My primary research interests are understanding the relationships of gene structure and expression during development. Using the model organism Drosophila melanogaster with which to study the genes and proteins controlling pyrimidine levels in cells, two separate and very interesting projects have emerged in recent years and are current objectives of research in my lab.

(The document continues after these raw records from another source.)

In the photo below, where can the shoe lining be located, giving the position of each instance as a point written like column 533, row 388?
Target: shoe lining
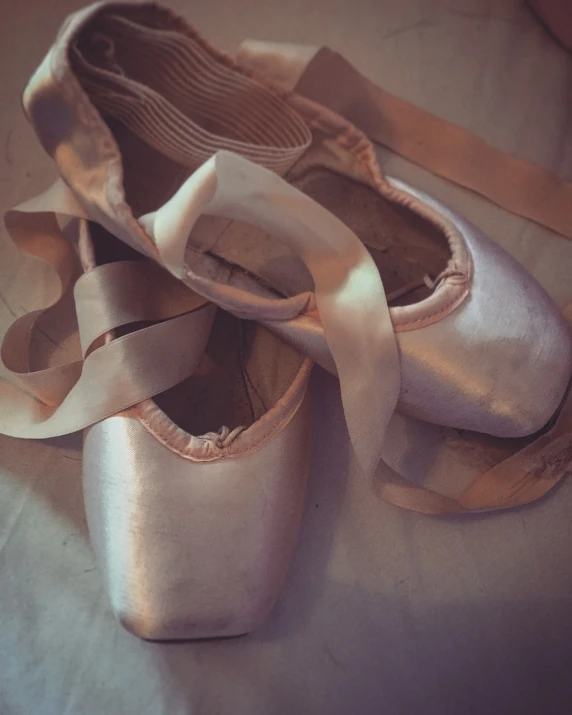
column 170, row 105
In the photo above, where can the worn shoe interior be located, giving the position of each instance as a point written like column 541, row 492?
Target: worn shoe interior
column 170, row 102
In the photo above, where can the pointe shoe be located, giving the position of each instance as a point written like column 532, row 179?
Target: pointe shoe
column 194, row 497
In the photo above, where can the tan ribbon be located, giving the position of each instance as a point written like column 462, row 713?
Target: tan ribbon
column 116, row 375
column 324, row 76
column 348, row 289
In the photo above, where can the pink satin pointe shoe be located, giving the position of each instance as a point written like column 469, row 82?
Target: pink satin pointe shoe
column 481, row 345
column 194, row 497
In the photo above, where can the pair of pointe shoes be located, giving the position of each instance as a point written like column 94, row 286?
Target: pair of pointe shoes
column 232, row 234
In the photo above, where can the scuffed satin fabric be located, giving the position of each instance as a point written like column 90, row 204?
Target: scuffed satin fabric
column 276, row 209
column 469, row 396
column 193, row 549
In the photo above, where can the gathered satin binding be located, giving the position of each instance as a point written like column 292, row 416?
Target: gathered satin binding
column 483, row 348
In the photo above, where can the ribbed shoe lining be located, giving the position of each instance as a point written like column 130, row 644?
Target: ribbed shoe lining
column 166, row 88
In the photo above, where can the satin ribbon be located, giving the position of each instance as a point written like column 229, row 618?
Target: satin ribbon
column 324, row 76
column 72, row 396
column 348, row 290
column 116, row 375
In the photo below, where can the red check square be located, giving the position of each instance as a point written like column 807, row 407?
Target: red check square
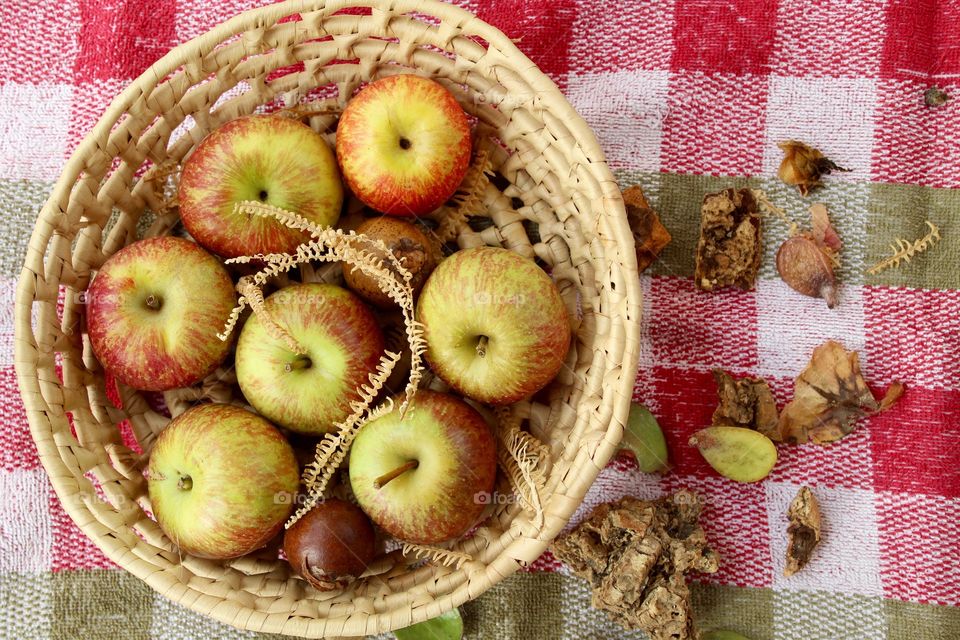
column 714, row 124
column 121, row 39
column 919, row 554
column 916, row 444
column 911, row 335
column 702, row 330
column 734, row 37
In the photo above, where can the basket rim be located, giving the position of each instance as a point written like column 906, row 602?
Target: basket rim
column 63, row 478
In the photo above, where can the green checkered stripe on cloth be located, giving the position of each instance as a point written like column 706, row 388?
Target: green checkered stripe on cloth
column 687, row 97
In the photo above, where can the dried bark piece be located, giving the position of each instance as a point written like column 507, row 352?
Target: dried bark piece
column 635, row 553
column 746, row 402
column 829, row 396
column 805, row 261
column 803, row 533
column 803, row 166
column 649, row 234
column 729, row 251
column 935, row 97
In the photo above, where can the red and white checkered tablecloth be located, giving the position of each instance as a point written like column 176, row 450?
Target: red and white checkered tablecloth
column 686, row 97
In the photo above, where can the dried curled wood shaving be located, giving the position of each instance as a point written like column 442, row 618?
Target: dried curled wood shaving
column 161, row 178
column 368, row 255
column 467, row 200
column 435, row 555
column 904, row 250
column 521, row 456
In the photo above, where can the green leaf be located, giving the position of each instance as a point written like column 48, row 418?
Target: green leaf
column 723, row 635
column 644, row 438
column 447, row 626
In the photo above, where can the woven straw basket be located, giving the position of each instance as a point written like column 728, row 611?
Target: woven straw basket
column 552, row 198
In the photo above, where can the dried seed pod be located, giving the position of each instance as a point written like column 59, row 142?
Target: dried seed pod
column 418, row 254
column 331, row 544
column 643, row 437
column 803, row 166
column 807, row 268
column 804, row 530
column 740, row 454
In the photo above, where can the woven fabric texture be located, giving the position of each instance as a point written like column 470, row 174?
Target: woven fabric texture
column 686, row 97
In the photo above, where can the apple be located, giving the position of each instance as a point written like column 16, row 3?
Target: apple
column 330, row 545
column 496, row 327
column 221, row 481
column 154, row 310
column 269, row 159
column 426, row 477
column 403, row 143
column 309, row 392
column 411, row 246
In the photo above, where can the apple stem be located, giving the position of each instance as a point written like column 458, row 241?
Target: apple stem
column 482, row 346
column 300, row 362
column 396, row 473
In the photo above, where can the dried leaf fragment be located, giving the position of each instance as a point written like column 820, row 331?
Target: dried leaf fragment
column 935, row 97
column 805, row 261
column 747, row 402
column 829, row 395
column 803, row 532
column 635, row 553
column 728, row 252
column 803, row 166
column 649, row 234
column 743, row 455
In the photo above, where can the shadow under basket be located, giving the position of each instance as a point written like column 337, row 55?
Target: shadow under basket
column 551, row 197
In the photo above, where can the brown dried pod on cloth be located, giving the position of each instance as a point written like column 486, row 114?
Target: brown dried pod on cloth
column 649, row 234
column 806, row 261
column 803, row 533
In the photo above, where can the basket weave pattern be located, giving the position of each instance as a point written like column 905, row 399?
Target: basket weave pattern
column 312, row 56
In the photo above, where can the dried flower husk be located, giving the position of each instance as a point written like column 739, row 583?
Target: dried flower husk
column 635, row 554
column 829, row 396
column 803, row 532
column 649, row 234
column 803, row 166
column 729, row 249
column 746, row 402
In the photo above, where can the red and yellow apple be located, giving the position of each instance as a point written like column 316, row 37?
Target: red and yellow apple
column 426, row 477
column 309, row 392
column 154, row 310
column 403, row 143
column 496, row 327
column 269, row 159
column 221, row 480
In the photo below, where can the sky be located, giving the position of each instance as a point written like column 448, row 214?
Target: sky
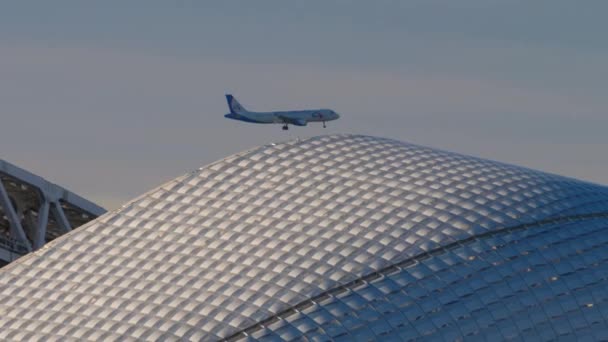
column 113, row 98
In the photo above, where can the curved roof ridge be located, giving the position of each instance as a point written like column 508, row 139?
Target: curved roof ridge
column 241, row 239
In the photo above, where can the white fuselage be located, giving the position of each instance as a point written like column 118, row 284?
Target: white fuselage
column 293, row 117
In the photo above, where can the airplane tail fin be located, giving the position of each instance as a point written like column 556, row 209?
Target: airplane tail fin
column 234, row 105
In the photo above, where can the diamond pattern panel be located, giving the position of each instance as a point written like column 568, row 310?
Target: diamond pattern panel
column 542, row 283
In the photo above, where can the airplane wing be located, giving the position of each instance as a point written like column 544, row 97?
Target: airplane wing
column 293, row 121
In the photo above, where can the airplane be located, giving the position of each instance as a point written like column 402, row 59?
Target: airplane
column 294, row 117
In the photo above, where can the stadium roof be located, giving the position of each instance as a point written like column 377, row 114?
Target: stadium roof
column 34, row 211
column 331, row 237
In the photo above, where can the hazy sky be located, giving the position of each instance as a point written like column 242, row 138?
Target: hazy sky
column 112, row 98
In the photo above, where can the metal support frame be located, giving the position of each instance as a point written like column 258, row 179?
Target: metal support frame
column 16, row 228
column 43, row 220
column 37, row 211
column 59, row 215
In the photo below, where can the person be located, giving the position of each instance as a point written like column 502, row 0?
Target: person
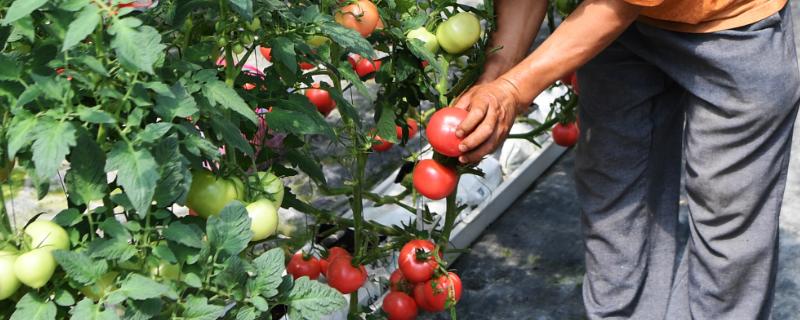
column 710, row 83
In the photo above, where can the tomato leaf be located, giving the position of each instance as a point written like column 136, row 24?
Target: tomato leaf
column 79, row 267
column 137, row 173
column 82, row 26
column 230, row 231
column 32, row 306
column 310, row 299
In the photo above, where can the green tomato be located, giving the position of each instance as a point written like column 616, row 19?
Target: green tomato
column 47, row 234
column 100, row 287
column 263, row 219
column 428, row 38
column 8, row 281
column 35, row 268
column 459, row 33
column 209, row 194
column 272, row 185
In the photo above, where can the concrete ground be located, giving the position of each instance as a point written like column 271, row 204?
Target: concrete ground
column 529, row 263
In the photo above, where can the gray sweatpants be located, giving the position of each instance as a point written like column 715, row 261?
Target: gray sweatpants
column 726, row 102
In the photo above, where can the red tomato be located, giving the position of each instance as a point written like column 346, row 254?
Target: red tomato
column 399, row 306
column 398, row 282
column 441, row 130
column 419, row 297
column 565, row 134
column 443, row 291
column 381, row 145
column 434, row 180
column 321, row 99
column 344, row 277
column 416, row 260
column 300, row 266
column 366, row 67
column 361, row 16
column 266, row 52
column 332, row 254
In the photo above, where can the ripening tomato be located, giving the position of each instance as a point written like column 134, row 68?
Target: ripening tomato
column 434, row 180
column 208, row 194
column 416, row 260
column 321, row 98
column 459, row 32
column 35, row 268
column 441, row 130
column 361, row 16
column 443, row 291
column 565, row 135
column 301, row 265
column 399, row 306
column 343, row 276
column 8, row 281
column 46, row 234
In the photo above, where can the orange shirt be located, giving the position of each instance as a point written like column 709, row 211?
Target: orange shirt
column 699, row 16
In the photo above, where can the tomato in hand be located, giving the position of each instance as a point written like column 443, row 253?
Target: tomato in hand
column 434, row 180
column 320, row 98
column 443, row 291
column 459, row 32
column 441, row 130
column 299, row 266
column 399, row 306
column 361, row 16
column 416, row 260
column 343, row 276
column 565, row 135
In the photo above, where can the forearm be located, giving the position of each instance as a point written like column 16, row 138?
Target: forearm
column 518, row 24
column 586, row 32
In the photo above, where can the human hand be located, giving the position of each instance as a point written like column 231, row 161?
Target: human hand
column 492, row 108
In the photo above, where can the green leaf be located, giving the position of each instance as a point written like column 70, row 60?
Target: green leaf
column 310, row 299
column 34, row 307
column 140, row 48
column 79, row 267
column 20, row 9
column 138, row 287
column 230, row 231
column 197, row 308
column 189, row 235
column 269, row 271
column 137, row 173
column 218, row 93
column 53, row 140
column 86, row 180
column 88, row 310
column 82, row 26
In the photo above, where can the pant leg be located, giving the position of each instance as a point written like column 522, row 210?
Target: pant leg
column 743, row 86
column 627, row 171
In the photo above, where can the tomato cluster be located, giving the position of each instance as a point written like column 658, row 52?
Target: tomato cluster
column 419, row 283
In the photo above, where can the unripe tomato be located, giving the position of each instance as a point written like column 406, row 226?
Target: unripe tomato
column 8, row 281
column 209, row 194
column 35, row 268
column 459, row 33
column 343, row 276
column 399, row 306
column 565, row 134
column 263, row 219
column 321, row 99
column 416, row 260
column 428, row 39
column 46, row 234
column 441, row 290
column 361, row 16
column 434, row 180
column 299, row 266
column 441, row 130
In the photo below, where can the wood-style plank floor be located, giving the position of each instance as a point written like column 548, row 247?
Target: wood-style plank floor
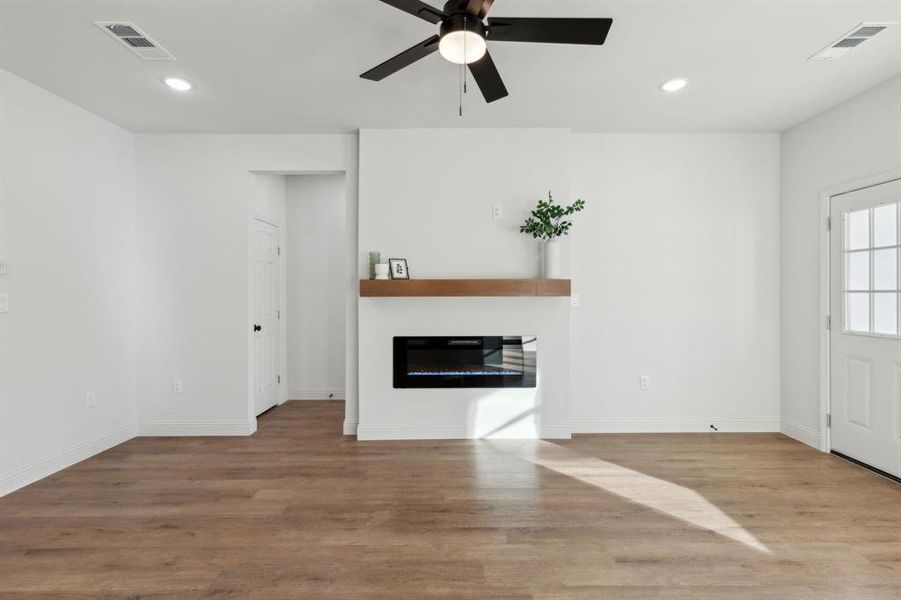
column 298, row 511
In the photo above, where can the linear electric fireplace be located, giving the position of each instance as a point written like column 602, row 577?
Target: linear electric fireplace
column 465, row 362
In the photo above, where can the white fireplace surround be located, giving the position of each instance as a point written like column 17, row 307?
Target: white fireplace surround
column 513, row 413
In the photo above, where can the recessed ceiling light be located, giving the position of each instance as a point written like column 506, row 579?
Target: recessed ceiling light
column 178, row 84
column 674, row 85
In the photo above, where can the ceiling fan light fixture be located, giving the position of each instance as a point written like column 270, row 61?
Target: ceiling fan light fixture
column 178, row 84
column 674, row 85
column 462, row 47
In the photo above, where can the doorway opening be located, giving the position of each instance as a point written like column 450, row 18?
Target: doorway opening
column 298, row 288
column 863, row 337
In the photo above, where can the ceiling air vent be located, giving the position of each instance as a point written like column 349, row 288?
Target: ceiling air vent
column 135, row 40
column 850, row 40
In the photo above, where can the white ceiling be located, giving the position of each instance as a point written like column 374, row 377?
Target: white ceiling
column 292, row 66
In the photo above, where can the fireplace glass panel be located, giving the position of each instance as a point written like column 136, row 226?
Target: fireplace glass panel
column 465, row 361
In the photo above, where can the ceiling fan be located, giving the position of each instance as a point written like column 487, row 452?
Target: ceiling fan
column 463, row 33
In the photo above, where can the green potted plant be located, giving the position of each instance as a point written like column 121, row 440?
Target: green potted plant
column 548, row 224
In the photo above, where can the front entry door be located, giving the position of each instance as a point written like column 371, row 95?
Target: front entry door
column 266, row 276
column 865, row 361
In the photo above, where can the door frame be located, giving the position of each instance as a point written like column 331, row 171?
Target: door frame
column 826, row 196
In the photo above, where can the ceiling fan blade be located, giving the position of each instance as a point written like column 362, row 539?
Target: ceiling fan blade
column 418, row 9
column 404, row 59
column 489, row 80
column 550, row 30
column 477, row 8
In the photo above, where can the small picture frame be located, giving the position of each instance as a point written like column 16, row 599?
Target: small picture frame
column 398, row 268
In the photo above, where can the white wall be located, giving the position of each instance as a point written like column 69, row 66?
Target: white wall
column 676, row 263
column 316, row 260
column 427, row 195
column 195, row 197
column 857, row 139
column 67, row 233
column 675, row 260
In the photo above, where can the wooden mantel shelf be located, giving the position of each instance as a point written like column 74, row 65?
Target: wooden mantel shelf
column 373, row 288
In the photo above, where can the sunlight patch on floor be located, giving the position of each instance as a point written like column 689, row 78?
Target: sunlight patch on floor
column 663, row 496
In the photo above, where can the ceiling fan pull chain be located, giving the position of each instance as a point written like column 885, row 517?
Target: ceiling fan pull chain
column 460, row 89
column 465, row 54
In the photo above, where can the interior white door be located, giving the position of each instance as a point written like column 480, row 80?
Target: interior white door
column 865, row 361
column 266, row 315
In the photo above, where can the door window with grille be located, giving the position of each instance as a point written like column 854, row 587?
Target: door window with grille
column 871, row 271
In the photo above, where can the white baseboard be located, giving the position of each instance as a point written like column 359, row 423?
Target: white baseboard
column 235, row 427
column 440, row 432
column 64, row 459
column 802, row 433
column 315, row 394
column 676, row 425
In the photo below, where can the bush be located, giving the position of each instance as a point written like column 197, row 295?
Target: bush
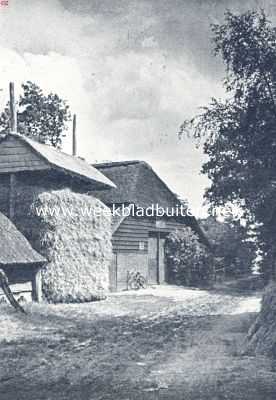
column 189, row 262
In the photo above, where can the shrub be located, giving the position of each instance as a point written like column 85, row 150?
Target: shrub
column 189, row 262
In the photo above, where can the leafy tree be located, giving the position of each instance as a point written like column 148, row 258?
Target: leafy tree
column 42, row 117
column 189, row 262
column 231, row 243
column 239, row 133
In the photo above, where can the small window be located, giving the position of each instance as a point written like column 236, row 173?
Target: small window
column 141, row 245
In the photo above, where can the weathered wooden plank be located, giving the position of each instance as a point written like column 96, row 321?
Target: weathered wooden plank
column 20, row 287
column 23, row 168
column 37, row 286
column 20, row 162
column 12, row 194
column 14, row 150
column 28, row 157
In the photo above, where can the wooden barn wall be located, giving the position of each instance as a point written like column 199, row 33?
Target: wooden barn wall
column 135, row 230
column 16, row 156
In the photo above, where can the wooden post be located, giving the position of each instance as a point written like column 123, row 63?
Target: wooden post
column 74, row 144
column 12, row 193
column 37, row 289
column 13, row 116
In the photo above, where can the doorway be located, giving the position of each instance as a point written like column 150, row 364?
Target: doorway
column 156, row 258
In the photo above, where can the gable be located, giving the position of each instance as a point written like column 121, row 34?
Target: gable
column 17, row 156
column 137, row 184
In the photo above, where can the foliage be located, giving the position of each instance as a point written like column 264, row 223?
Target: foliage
column 42, row 117
column 231, row 242
column 239, row 133
column 189, row 262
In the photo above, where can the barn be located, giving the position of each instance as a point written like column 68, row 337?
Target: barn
column 138, row 239
column 77, row 249
column 20, row 262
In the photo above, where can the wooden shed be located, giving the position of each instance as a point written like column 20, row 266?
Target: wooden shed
column 138, row 241
column 20, row 262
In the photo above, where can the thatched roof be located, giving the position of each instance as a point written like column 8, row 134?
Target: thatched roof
column 14, row 247
column 66, row 163
column 136, row 183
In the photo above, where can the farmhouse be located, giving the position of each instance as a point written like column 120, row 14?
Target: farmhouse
column 78, row 249
column 19, row 261
column 138, row 241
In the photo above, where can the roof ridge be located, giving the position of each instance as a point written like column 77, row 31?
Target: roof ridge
column 111, row 164
column 63, row 161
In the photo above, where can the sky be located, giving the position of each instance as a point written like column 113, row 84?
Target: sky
column 132, row 71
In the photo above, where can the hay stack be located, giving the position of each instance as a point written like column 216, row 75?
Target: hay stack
column 262, row 335
column 78, row 247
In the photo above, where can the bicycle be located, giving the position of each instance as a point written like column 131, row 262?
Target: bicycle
column 135, row 280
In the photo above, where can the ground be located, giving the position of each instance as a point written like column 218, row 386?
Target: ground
column 164, row 343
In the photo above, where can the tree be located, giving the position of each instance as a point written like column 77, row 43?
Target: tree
column 42, row 117
column 189, row 262
column 239, row 133
column 231, row 243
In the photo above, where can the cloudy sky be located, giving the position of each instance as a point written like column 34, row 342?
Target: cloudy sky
column 132, row 71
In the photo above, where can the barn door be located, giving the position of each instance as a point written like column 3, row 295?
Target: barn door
column 153, row 260
column 113, row 273
column 161, row 260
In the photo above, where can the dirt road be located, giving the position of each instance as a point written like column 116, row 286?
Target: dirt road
column 165, row 343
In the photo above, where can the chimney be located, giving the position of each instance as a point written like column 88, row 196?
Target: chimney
column 13, row 114
column 74, row 142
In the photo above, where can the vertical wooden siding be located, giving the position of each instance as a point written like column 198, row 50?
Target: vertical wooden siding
column 134, row 230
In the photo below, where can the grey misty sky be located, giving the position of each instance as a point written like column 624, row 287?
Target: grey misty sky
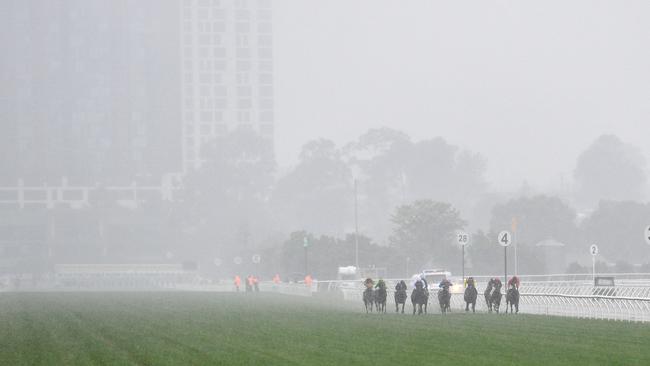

Pyrimidine degradation and neurogenesis animals. In animals, a family of structurally similar proteins have evolved from a single protein found in prokaryotes and simpler eukaryotes. The animal dihydropyrimidinase (DHP) protein carries out the ancestral enzymatic role in pydrimidine degradation, whereas the collapsin response mediator protein(s) (CRMP) mediates neuronal growth cone collapse during central nervous system development. How these protein variants evolved and the exact role of CRMP in the establishment of neuronal circuitry are poorly understood. Vertebrates have a multi-gene family that generates the distinctive members of the DHP/CRMP protein family; the variety of members of that family (at least five in mammals) complicates their biological understanding. Insects, however, have a single gene that gives rise to two protein forms (DHP and a single CRMP) by differential mRNA splicing. Thus Drosophila offers a simple and powerful experimental system with which to understand the divergent biological roles of these proteins. Using genetic and developmental methods, we have created mutations of both fly proteins as well as a variety of transgenic tools. Several experimental tracks are underway to dissect the functions of these proteins: developmental analysis of knockout mutants; using GFP fusion constructs to determine the expression patterns of these proteins in tissues and cells; behavioral studies of mutant animals to identify specific neurogenic defects.
Translational control during spermatogenesis. Regulation of protein synthesis is a prominent feature of gametogenesis in animals. Spermatogenesis is especially subject to translational regulation, because most mRNAs that direct the extensive remodeling of the cell to form a spermatozoon (i.e., spermiogenesis) must be transcribed days earlier in pre-meiotic spermatocytes. mRNA for one of the genes controlling de novo pyrimidine biosynthesis (dhod) is synthesized in an abundant and unusual form during Drosophila spermatogenesis. We have shown that this transcript arises from use of a spermatocyte-specific promoter, and that this RNA is subject to a translational-delay system that operates during spermatogenesis, such that the protein product is made several days after synthesis of the RNA. A 36-nucleotide sequence within the 5´ end of this RNA directs its sequestration and translational delay, and we have identified a testis protein that binds to this sequence. These findings offer an opportunity to analyze components of the cellular machinery that performs RNA sorting, sequestration and timely translation. We have identified several novel genes required for dhod RNA sequestration during spermatogenesis, the most interesting of which is a research focus in the lab. This gene, ped, is required for delayed translation of mRNA bearing the dhod sequestration signal; ped mutants precociously translate these mRNAs. In early spermatogenesis, PED protein initially appears in the nucleus, then moves to the cytoplasm, apparently as part of a ribonucleoprotein complex. Orthologs of this protein are found in a variety of other animals, including humans. We are pursuing both biochemical and genetic studies to better understand PED and its partners in this translational delay pathway in animals.